Lola Sol said the first few months of her stay in the "Home for the Elderly" was one of the loneliest times of her life. She kept wondering if one of her children may have come looking for her or if her husband was still alive somewhere.
“The first thing I do every day is to ask the people in the office if one of my children may have come for me or if the authorities found
Nicolas. I did not want to kill the hope,” she said.
But as the months and the years slowly pass, Lola Sol gradually grew accustomed to her life in the facility.
Today, she would only watch the entrance and exit of elderly residents in the facility wondering if she will ever get the chance of a visit or a home with her children in the remaining years of her life.
“Little by little, I let go of the possibility that my husband may be alive. However, whenever I remember my family I could not help but long for my children. In times like these, like Christmas, I wonder if they even think of me at all,” she said.

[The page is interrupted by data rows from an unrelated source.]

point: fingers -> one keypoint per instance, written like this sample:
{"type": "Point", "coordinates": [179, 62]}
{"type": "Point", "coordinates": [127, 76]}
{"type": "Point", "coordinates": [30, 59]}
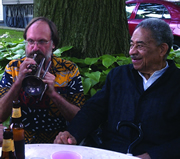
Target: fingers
{"type": "Point", "coordinates": [65, 138]}
{"type": "Point", "coordinates": [24, 68]}
{"type": "Point", "coordinates": [1, 134]}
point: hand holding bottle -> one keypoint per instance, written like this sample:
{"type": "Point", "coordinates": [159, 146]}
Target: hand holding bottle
{"type": "Point", "coordinates": [1, 134]}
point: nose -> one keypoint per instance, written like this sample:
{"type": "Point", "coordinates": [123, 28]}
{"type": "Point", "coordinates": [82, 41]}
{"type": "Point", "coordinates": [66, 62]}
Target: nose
{"type": "Point", "coordinates": [133, 50]}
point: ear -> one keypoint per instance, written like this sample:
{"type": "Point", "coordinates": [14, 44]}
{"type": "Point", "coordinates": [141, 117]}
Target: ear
{"type": "Point", "coordinates": [164, 48]}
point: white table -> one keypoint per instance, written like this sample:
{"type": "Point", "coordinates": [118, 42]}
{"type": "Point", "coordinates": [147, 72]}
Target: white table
{"type": "Point", "coordinates": [46, 150]}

Gaga Pajo, of the Home for the Elderly’s administration, said that Lola Sol’s story is common among residents in the facility.
Others, she said, were even deliberately left by their children or relatives at the center simply because they could no longer take care of them because of their age or their sickness.

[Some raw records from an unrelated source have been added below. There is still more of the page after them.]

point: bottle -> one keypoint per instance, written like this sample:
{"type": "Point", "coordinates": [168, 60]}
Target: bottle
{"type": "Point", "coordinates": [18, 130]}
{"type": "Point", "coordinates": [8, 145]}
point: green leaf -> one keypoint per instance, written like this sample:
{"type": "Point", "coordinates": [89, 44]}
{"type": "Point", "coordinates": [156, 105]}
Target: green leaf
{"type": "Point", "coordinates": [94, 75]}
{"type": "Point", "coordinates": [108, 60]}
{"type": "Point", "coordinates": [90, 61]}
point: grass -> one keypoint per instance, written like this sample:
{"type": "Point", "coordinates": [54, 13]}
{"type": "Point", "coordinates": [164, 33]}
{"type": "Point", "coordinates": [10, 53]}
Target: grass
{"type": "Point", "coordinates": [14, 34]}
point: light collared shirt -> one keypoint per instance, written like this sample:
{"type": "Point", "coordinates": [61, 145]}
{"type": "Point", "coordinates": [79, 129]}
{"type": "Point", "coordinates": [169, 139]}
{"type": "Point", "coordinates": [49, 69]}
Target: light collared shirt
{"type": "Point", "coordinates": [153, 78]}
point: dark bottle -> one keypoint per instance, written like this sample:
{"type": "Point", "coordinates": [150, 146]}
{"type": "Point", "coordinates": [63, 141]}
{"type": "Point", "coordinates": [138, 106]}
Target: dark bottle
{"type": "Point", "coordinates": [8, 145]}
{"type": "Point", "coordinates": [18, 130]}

“The bond of the family is one of the strongest that you could have in a Filipino culture. Unlike that of the western society, our attachment to the family extends not only to our mother and father but also to our lolas and lolos, titos or titas. Still, sadly however, there are still those who leave their elders like that,” said Michael Fabello of the City Social Welfare and Development (CSWD).
With the coming of the Christmas day, the team of the city’s "Home for the Elderly" aims to make the holiday season happier for the elder residents in the facility.
“In December 29, we are having our own Christmas party here in the Home for the Elderly. Like others, we will have dancing, and singing contests and games for them. Aside from that, the elderly in the facilities will share food just like that of a normal family during Christmas,” said Pajo.
But one gift, she says, that she knows the residents will really take pleasure from is the presence of their family.
“The facility has been trying, and in some cases, has been successful in searching and contacting the families of these elders. However, some do not respond to our requests,” Pajo added.
CSWD, along with the faculty of the city’s Home for the Elderly, is calling for only one thing, and that is the participation of the community in supporting these elders in the facility.
“They have once given their all to love and care for their children.
What damage can a few hours or even a day to visit them do? While the facility is providing them with all the material things that they might need, but still the most essential things come from the things we can only feel such as a loved one’s care,” Pajo said.